A poker hand consists of five cards from a standard deck of 52. Find the number of different poker hands of three of a kind (three of one denomination, one of another denomination, and one of a third).

1

To find the number of different poker hands of three of a kind, we can break down the process into several steps:

Step 1: Choosing the denomination for the three of a kind.
Since there are 13 denominations in a standard deck of 52 cards, we have 13 options to choose from. Let's say we choose denomination X.

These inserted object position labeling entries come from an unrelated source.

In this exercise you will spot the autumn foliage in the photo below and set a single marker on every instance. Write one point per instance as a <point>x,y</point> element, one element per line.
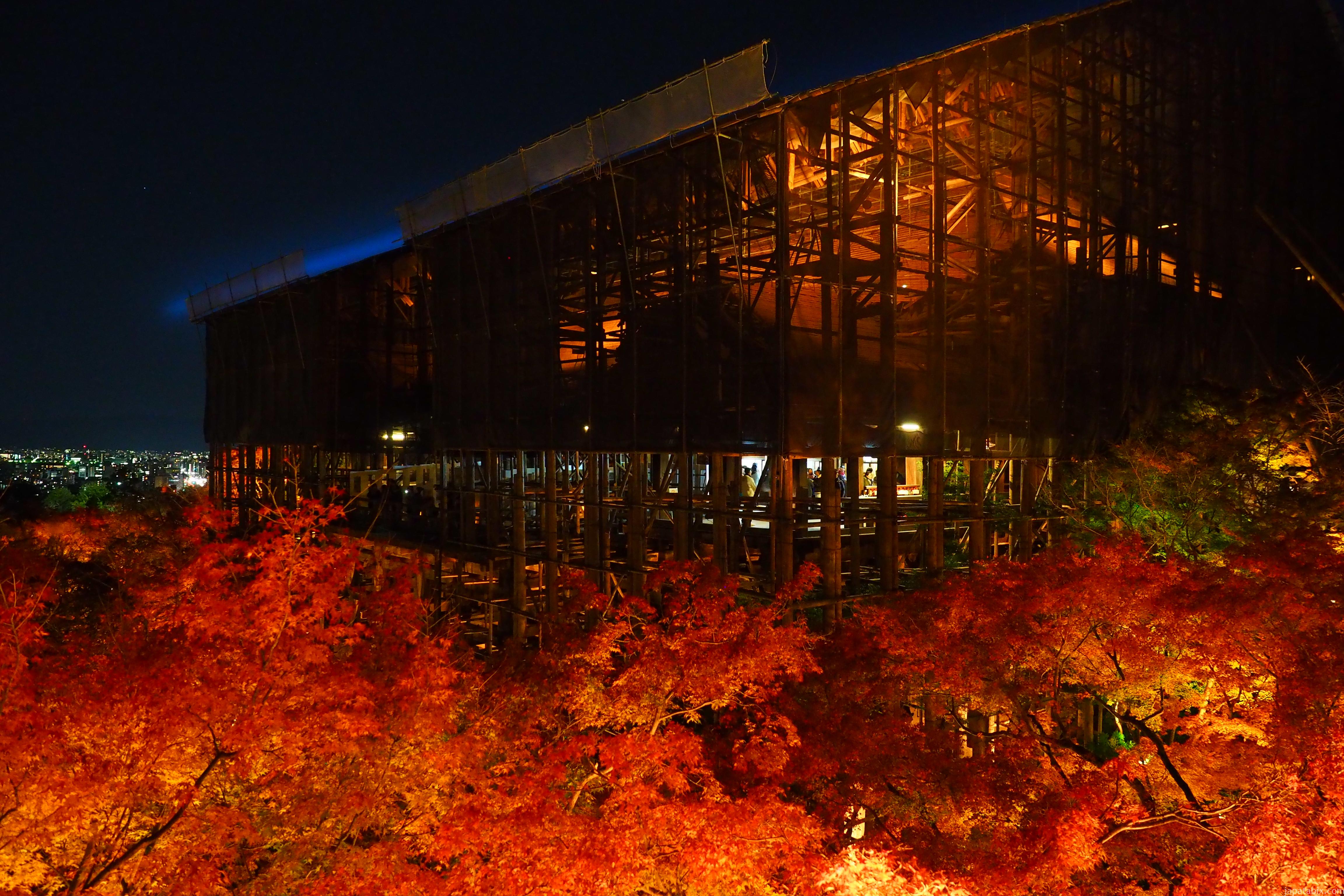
<point>191,711</point>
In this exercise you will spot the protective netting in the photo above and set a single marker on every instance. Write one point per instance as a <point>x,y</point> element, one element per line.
<point>271,276</point>
<point>729,85</point>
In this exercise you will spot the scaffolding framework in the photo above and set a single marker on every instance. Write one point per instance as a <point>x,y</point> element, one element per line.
<point>963,272</point>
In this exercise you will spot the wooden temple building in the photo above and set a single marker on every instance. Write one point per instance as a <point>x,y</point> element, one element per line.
<point>939,281</point>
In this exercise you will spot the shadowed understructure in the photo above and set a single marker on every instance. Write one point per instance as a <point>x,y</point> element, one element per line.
<point>939,281</point>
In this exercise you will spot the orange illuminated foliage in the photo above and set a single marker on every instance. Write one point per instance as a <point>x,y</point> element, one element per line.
<point>194,713</point>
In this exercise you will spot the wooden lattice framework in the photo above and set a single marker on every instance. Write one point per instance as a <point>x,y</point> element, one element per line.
<point>965,269</point>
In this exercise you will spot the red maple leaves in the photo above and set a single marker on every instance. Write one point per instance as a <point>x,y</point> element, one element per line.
<point>191,713</point>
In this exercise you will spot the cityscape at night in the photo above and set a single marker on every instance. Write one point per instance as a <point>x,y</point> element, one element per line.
<point>136,472</point>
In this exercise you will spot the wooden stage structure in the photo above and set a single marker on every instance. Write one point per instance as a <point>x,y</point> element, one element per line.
<point>943,280</point>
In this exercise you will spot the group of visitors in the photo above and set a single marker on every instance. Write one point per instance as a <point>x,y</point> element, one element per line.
<point>811,484</point>
<point>397,506</point>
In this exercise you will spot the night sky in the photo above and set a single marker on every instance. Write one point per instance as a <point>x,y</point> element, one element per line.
<point>150,152</point>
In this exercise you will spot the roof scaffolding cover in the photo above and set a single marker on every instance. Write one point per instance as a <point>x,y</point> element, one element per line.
<point>726,87</point>
<point>271,276</point>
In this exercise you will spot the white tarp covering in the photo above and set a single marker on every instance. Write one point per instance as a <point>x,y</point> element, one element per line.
<point>244,287</point>
<point>718,89</point>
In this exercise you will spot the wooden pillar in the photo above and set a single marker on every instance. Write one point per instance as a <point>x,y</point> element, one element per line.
<point>720,503</point>
<point>635,550</point>
<point>1056,531</point>
<point>888,522</point>
<point>733,483</point>
<point>830,540</point>
<point>492,502</point>
<point>604,518</point>
<point>781,524</point>
<point>933,484</point>
<point>854,488</point>
<point>550,533</point>
<point>1033,473</point>
<point>976,485</point>
<point>682,510</point>
<point>518,592</point>
<point>592,510</point>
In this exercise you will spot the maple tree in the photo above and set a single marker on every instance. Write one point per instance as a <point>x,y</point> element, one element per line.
<point>195,711</point>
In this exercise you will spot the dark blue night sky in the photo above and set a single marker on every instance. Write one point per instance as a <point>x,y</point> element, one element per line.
<point>154,151</point>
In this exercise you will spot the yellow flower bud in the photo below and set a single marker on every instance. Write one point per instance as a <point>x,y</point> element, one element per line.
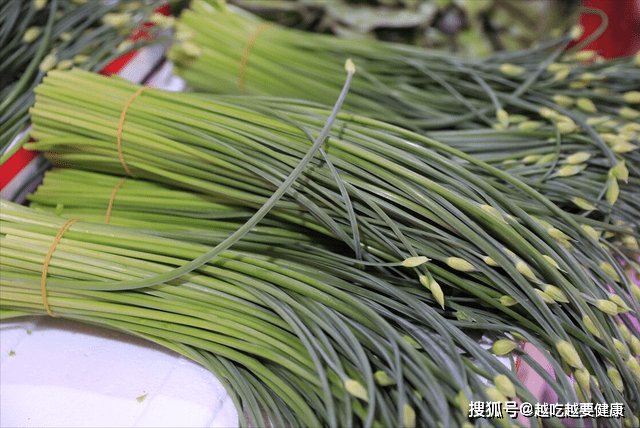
<point>548,113</point>
<point>566,125</point>
<point>436,290</point>
<point>569,170</point>
<point>583,378</point>
<point>569,354</point>
<point>409,416</point>
<point>48,62</point>
<point>503,346</point>
<point>597,120</point>
<point>554,67</point>
<point>529,126</point>
<point>563,100</point>
<point>590,326</point>
<point>621,348</point>
<point>489,261</point>
<point>530,159</point>
<point>526,271</point>
<point>578,157</point>
<point>631,97</point>
<point>622,306</point>
<point>623,147</point>
<point>356,389</point>
<point>607,306</point>
<point>508,300</point>
<point>503,117</point>
<point>411,341</point>
<point>545,297</point>
<point>31,34</point>
<point>504,385</point>
<point>383,379</point>
<point>512,70</point>
<point>629,113</point>
<point>635,345</point>
<point>585,104</point>
<point>414,261</point>
<point>591,231</point>
<point>460,264</point>
<point>613,191</point>
<point>556,293</point>
<point>463,402</point>
<point>616,379</point>
<point>583,203</point>
<point>65,64</point>
<point>620,171</point>
<point>549,157</point>
<point>609,270</point>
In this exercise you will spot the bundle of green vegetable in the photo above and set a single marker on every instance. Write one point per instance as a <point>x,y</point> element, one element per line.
<point>145,207</point>
<point>565,127</point>
<point>38,35</point>
<point>391,195</point>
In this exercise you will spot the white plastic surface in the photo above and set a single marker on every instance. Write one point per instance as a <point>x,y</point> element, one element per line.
<point>60,373</point>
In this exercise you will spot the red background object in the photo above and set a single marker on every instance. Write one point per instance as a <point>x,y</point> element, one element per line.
<point>622,35</point>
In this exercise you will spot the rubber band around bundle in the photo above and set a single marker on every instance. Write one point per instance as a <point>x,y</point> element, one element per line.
<point>112,198</point>
<point>47,259</point>
<point>245,56</point>
<point>121,125</point>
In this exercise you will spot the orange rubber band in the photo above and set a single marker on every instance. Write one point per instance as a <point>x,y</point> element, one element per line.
<point>47,259</point>
<point>112,198</point>
<point>245,56</point>
<point>120,126</point>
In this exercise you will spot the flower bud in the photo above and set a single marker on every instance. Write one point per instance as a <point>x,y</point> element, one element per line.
<point>503,346</point>
<point>590,326</point>
<point>494,212</point>
<point>414,261</point>
<point>635,345</point>
<point>508,300</point>
<point>526,271</point>
<point>48,62</point>
<point>629,113</point>
<point>356,389</point>
<point>583,378</point>
<point>409,416</point>
<point>613,191</point>
<point>569,170</point>
<point>569,354</point>
<point>616,379</point>
<point>31,34</point>
<point>621,348</point>
<point>578,157</point>
<point>383,379</point>
<point>529,126</point>
<point>504,385</point>
<point>622,306</point>
<point>590,231</point>
<point>460,264</point>
<point>583,203</point>
<point>586,105</point>
<point>620,171</point>
<point>623,147</point>
<point>556,293</point>
<point>631,97</point>
<point>489,261</point>
<point>503,117</point>
<point>610,271</point>
<point>545,297</point>
<point>607,306</point>
<point>512,70</point>
<point>563,100</point>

Step 2: Choosing the denomination for the remaining two cards.
Once we have chosen denomination X, there are 12 remaining denominations to choose from for the remaining two cards. We need to choose one of them. Let's say we choose denomination Y.

Step 3: Choosing the cards for the three of a kind.
In a standard deck of 52 cards, each denomination has four cards (one in each suit). To form a three of a kind, we need to choose three cards of denomination X. Since there are four cards of denomination X, we can choose any combination of three cards out of the four. This can be represented as choosing 3 out of 4, which can be calculated using combinations.

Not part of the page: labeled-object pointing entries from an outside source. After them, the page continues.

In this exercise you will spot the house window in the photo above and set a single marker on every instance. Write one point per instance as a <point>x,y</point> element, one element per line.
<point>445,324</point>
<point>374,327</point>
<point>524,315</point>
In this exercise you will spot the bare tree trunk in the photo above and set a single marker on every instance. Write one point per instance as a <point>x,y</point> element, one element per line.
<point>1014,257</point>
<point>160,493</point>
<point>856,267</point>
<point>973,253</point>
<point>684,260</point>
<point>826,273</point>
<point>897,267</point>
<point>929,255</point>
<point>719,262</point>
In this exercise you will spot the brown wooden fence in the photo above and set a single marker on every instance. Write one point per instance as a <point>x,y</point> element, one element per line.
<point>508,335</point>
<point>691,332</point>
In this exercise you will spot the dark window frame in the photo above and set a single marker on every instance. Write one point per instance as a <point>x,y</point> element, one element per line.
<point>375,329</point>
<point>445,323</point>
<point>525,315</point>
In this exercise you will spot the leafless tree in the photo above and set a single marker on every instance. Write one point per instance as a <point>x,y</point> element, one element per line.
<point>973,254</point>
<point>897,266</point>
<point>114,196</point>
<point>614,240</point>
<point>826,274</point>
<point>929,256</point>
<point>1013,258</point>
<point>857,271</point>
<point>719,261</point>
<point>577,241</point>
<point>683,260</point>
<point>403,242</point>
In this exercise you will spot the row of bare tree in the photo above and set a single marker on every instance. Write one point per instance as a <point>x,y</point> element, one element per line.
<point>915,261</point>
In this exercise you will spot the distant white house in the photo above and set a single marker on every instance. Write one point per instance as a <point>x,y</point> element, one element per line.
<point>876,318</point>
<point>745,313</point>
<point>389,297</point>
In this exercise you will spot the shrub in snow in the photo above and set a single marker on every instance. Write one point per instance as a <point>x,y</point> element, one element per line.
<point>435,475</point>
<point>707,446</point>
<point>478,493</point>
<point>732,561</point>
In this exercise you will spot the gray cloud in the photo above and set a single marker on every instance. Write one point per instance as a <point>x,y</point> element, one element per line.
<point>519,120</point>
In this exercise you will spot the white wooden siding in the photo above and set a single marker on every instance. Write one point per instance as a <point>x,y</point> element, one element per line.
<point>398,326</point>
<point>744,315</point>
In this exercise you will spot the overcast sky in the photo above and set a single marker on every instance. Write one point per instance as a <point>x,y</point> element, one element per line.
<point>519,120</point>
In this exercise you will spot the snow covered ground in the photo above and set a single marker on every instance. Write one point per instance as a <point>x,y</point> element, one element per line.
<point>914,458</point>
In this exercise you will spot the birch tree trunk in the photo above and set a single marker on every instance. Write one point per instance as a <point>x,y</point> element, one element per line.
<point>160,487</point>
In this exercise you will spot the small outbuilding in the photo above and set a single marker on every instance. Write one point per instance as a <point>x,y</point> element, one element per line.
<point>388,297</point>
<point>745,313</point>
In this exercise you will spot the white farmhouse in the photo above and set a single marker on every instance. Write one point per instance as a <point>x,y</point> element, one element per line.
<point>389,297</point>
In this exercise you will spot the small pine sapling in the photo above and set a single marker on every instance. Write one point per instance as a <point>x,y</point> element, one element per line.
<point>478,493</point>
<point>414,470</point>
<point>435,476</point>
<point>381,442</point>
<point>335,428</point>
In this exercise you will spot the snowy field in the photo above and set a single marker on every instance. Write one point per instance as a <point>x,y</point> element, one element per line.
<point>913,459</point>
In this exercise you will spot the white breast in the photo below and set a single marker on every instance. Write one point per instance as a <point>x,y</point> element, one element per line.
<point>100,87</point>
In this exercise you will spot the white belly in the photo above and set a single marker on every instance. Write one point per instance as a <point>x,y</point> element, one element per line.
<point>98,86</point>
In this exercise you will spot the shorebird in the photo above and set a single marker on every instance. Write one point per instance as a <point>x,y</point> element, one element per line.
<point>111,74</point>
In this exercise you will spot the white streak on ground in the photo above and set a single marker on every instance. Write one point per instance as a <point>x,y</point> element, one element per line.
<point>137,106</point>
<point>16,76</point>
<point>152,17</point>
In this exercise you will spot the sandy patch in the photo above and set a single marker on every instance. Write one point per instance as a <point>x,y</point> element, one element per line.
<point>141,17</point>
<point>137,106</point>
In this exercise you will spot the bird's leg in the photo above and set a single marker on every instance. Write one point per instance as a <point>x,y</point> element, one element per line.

Step 4: Choosing the card of denomination Y.
After we have chosen the three cards of denomination X, we need to choose one card of denomination Y. There are four cards of denomination Y in the deck, so we have four options to choose from.

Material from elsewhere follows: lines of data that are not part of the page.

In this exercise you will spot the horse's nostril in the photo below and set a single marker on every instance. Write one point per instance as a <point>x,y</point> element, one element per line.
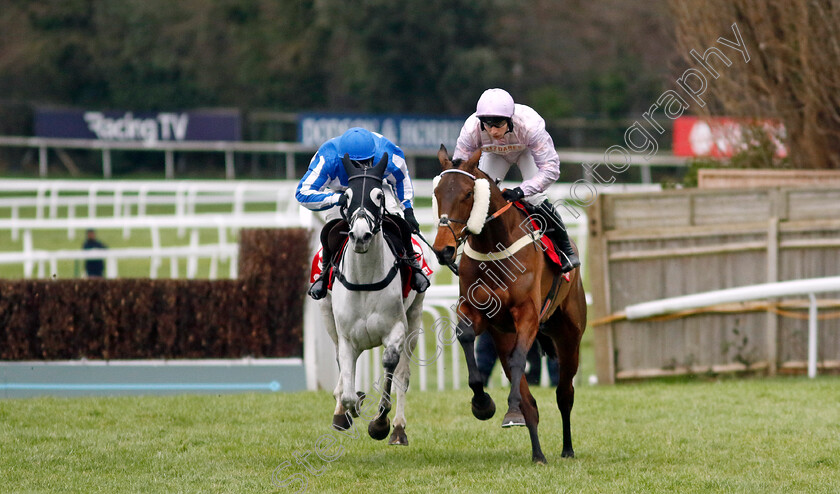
<point>446,255</point>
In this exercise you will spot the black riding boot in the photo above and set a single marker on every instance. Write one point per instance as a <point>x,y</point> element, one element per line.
<point>318,290</point>
<point>556,231</point>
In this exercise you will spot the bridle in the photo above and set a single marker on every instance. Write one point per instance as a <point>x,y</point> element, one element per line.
<point>465,232</point>
<point>374,221</point>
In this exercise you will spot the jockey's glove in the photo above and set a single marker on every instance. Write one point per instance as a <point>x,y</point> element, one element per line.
<point>513,195</point>
<point>342,200</point>
<point>411,220</point>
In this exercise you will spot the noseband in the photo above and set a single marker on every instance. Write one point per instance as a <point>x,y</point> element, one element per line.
<point>374,222</point>
<point>465,231</point>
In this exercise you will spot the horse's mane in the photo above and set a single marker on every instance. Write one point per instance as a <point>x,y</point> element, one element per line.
<point>456,163</point>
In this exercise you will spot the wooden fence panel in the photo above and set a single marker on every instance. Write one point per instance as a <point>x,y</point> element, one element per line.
<point>646,247</point>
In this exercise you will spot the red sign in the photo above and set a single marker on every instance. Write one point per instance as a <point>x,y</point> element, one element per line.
<point>721,137</point>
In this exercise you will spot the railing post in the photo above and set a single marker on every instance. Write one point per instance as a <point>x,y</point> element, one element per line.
<point>106,162</point>
<point>42,161</point>
<point>169,164</point>
<point>290,165</point>
<point>230,173</point>
<point>812,336</point>
<point>772,331</point>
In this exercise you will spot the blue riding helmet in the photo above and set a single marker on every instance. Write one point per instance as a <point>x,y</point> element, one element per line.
<point>358,143</point>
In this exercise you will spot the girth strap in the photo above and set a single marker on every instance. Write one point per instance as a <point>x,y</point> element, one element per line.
<point>368,287</point>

Step 5: Calculating the number of different poker hands of three of a kind.
To calculate the number of different poker hands of three of a kind, we multiply the number of options from each step together. So the total number of different poker hands of three of a kind is:

Number of options for step 1 * Number of options for step 2 * Number of options for step 3 * Number of options for step 4

= 13 * 12 * (4 choose 3) * 4

Now let's calculate this:

= 13 * 12 * (4! / (3! * (4-3)!)) * 4
= 13 * 12 * (4) * 4
= 7488

Therefore, there are 7488 different poker hands of three of a kind.